Note that the modelPath is the only required parameter. For testing you can set this in the environment variable LLAMA_PATH.

interface LlamaCppInputs {
    batchSize?: number;
    cache?: boolean | BaseCache<Generation[]>;
    callbackManager?: CallbackManager;
    callbacks?: Callbacks;
    contextSize?: number;
    disableStreaming?: boolean;
    embedding?: boolean;
    f16Kv?: boolean;
    gbnf?: string;
    gpuLayers?: number;
    jsonSchema?: object;
    logitsAll?: boolean;
    maxConcurrency?: number;
    maxRetries?: number;
    maxTokens?: number;
    metadata?: Record<string, unknown>;
    modelPath: string;
    onFailedAttempt?: FailedAttemptHandler;
    prependBos?: boolean;
    seed?: null | number;
    tags?: string[];
    temperature?: number;
    threads?: number;
    topK?: number;
    topP?: number;
    trimWhitespaceSuffix?: boolean;
    useMlock?: boolean;
    useMmap?: boolean;
    verbose?: boolean;
    vocabOnly?: boolean;
}

Hierarchy

  • LlamaBaseCppInputs
  • BaseChatModelParams
    • LlamaCppInputs

Properties

batchSize?: number

Prompt processing batch size.

cache?: boolean | BaseCache<Generation[]>
callbackManager?: CallbackManager

Use callbacks instead

callbacks?: Callbacks
contextSize?: number

Text context size.

disableStreaming?: boolean

Whether to disable streaming.

If streaming is bypassed, then stream() will defer to invoke().

  • If true, will always bypass streaming case.
  • If false (default), will always use streaming case if available.
embedding?: boolean

Embedding mode only.

f16Kv?: boolean

Use fp16 for KV cache.

gbnf?: string

GBNF string to be used to format output. Also known as grammar.

gpuLayers?: number

Number of layers to store in VRAM.

jsonSchema?: object

JSON schema to be used to format output. Also known as grammar.

logitsAll?: boolean

The llama_eval() call computes all logits, not just the last one.

maxConcurrency?: number

The maximum number of concurrent calls that can be made. Defaults to Infinity, which means no limit.

maxRetries?: number

The maximum number of retries that can be made for a single call, with an exponential backoff between each attempt.

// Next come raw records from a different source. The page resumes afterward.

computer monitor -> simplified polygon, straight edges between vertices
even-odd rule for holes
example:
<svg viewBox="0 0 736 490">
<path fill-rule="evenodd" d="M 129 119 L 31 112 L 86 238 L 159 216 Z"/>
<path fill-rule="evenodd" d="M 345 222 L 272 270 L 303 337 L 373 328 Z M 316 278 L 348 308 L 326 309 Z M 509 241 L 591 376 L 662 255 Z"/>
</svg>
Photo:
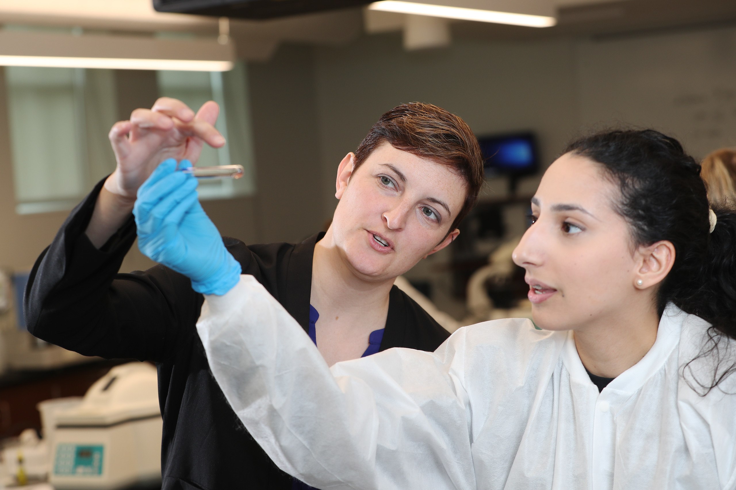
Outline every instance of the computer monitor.
<svg viewBox="0 0 736 490">
<path fill-rule="evenodd" d="M 531 132 L 493 134 L 478 139 L 486 177 L 507 176 L 509 191 L 516 192 L 519 178 L 537 173 L 539 162 L 537 138 Z"/>
<path fill-rule="evenodd" d="M 528 176 L 539 170 L 537 140 L 532 133 L 514 133 L 480 137 L 486 175 Z"/>
</svg>

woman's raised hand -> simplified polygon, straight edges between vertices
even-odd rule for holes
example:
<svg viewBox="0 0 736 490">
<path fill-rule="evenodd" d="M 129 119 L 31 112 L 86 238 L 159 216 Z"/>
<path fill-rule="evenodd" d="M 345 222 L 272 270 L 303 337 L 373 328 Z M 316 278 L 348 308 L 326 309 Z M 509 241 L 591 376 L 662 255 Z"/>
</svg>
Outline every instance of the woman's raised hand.
<svg viewBox="0 0 736 490">
<path fill-rule="evenodd" d="M 174 158 L 196 162 L 204 143 L 224 145 L 214 127 L 219 113 L 212 101 L 195 115 L 181 101 L 168 97 L 159 98 L 151 109 L 136 109 L 130 120 L 116 123 L 110 131 L 117 167 L 105 182 L 107 190 L 132 202 L 161 162 Z"/>
</svg>

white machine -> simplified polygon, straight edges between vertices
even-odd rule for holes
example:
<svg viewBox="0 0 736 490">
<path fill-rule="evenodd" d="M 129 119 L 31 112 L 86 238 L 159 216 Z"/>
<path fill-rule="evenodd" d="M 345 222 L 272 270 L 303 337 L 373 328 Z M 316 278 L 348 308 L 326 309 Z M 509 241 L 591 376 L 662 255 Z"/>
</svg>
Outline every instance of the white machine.
<svg viewBox="0 0 736 490">
<path fill-rule="evenodd" d="M 161 479 L 156 370 L 113 367 L 81 403 L 54 414 L 49 482 L 57 490 L 112 490 Z"/>
</svg>

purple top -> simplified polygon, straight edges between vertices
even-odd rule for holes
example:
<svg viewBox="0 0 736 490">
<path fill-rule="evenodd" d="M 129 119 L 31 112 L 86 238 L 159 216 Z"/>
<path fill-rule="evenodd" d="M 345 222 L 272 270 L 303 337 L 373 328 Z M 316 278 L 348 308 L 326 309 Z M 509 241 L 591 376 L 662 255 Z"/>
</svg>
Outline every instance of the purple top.
<svg viewBox="0 0 736 490">
<path fill-rule="evenodd" d="M 309 305 L 309 338 L 312 339 L 315 345 L 317 345 L 317 331 L 314 324 L 317 323 L 318 320 L 319 320 L 319 312 L 315 309 L 314 306 Z M 378 349 L 381 348 L 381 341 L 383 339 L 384 330 L 386 328 L 374 330 L 370 333 L 370 335 L 368 336 L 368 348 L 366 349 L 366 351 L 363 353 L 361 357 L 370 356 L 378 352 Z M 291 490 L 315 490 L 315 489 L 314 487 L 309 486 L 303 481 L 300 481 L 294 478 Z"/>
</svg>

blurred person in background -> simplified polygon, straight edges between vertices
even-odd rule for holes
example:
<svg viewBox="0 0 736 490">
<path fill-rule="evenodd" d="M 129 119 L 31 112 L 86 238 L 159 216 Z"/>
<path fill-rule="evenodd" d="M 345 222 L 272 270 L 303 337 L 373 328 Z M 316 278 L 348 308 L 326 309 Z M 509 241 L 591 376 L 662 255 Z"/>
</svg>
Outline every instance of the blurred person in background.
<svg viewBox="0 0 736 490">
<path fill-rule="evenodd" d="M 241 272 L 258 278 L 298 320 L 325 369 L 392 347 L 434 350 L 448 333 L 394 280 L 459 233 L 483 183 L 481 150 L 457 116 L 428 104 L 400 105 L 340 162 L 339 202 L 326 233 L 247 246 L 223 242 L 196 179 L 177 171 L 205 143 L 224 144 L 213 126 L 218 112 L 208 102 L 195 115 L 164 98 L 113 126 L 115 172 L 72 211 L 33 267 L 28 330 L 87 356 L 157 364 L 163 489 L 305 488 L 271 461 L 215 382 L 195 330 L 202 295 L 224 292 Z M 185 203 L 182 215 L 176 209 Z M 194 267 L 118 273 L 136 234 L 141 251 L 166 259 L 154 231 L 162 223 L 181 231 L 185 219 L 189 239 L 211 239 L 188 249 L 198 257 Z"/>
<path fill-rule="evenodd" d="M 703 159 L 701 166 L 708 200 L 736 203 L 736 149 L 716 150 Z"/>
</svg>

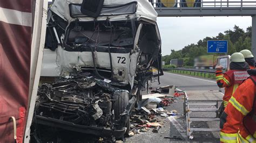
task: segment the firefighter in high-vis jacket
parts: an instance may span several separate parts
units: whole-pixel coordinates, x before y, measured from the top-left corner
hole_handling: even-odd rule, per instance
[[[216,81],[220,88],[225,87],[225,94],[223,97],[224,108],[228,103],[231,96],[242,81],[249,75],[246,70],[249,69],[248,63],[240,53],[234,53],[230,58],[230,70],[223,74],[221,66],[216,67]]]
[[[245,58],[245,61],[249,65],[250,69],[255,68],[255,61],[254,56],[252,54],[252,52],[248,49],[243,49],[240,52],[242,53]]]
[[[220,141],[256,142],[256,69],[230,98],[220,117]]]

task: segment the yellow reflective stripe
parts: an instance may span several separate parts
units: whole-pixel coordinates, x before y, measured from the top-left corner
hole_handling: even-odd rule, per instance
[[[228,102],[223,101],[223,104],[224,104],[224,107],[226,108],[227,105],[227,103],[228,103]]]
[[[251,134],[248,135],[246,138],[245,138],[250,142],[256,142],[256,139],[253,138]]]
[[[232,95],[234,94],[234,92],[237,90],[237,88],[238,87],[238,85],[239,85],[239,84],[235,84],[234,86],[233,87]]]
[[[220,141],[223,142],[236,142],[237,133],[225,133],[220,132]]]
[[[249,113],[249,111],[242,105],[240,104],[234,97],[231,97],[229,102],[244,116],[246,116],[248,113]]]
[[[223,78],[223,80],[225,81],[225,82],[226,82],[226,83],[227,83],[227,85],[230,85],[230,82],[227,79],[226,79],[226,78]]]
[[[239,142],[250,142],[248,140],[247,140],[246,139],[244,138],[240,133],[238,133],[238,139],[239,141]]]
[[[223,75],[218,75],[216,76],[216,81],[218,81],[219,80],[221,80],[224,78]]]

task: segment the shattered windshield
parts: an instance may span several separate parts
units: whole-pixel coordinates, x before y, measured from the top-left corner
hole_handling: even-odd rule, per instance
[[[129,22],[74,22],[71,24],[66,34],[66,46],[73,49],[82,45],[131,48],[133,37]]]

Defaults to 6.

maxTokens?: number
metadata?: Record<string, unknown>
modelPath: string

Path to the model on the filesystem.

onFailedAttempt?: FailedAttemptHandler

Custom handler to handle failed attempts. Takes the originally thrown error object as input, and should itself throw an error if the input error is not retryable.

prependBos?: boolean

Add the begining of sentence token.

seed?: null | number

If null, a random seed will be used.

tags?: string[]
temperature?: number

The randomness of the responses, e.g. 0.1 deterministic, 1.5 creative, 0.8 balanced, 0 disables.

threads?: number

Number of threads to use to evaluate tokens.

topK?: number

Consider the n most likely tokens, where n is 1 to vocabulary size, 0 disables (uses full vocabulary). Note: only applies when temperature > 0.

topP?: number

Selects the smallest token set whose probability exceeds P, where P is between 0 - 1, 1 disables. Note: only applies when temperature > 0.

trimWhitespaceSuffix?: boolean

Trim whitespace from the end of the generated text Disabled by default.

useMlock?: boolean

Force system to keep model in RAM.

useMmap?: boolean

Use mmap if possible.

verbose?: boolean
vocabOnly?: boolean

Only load the vocabulary, no weights.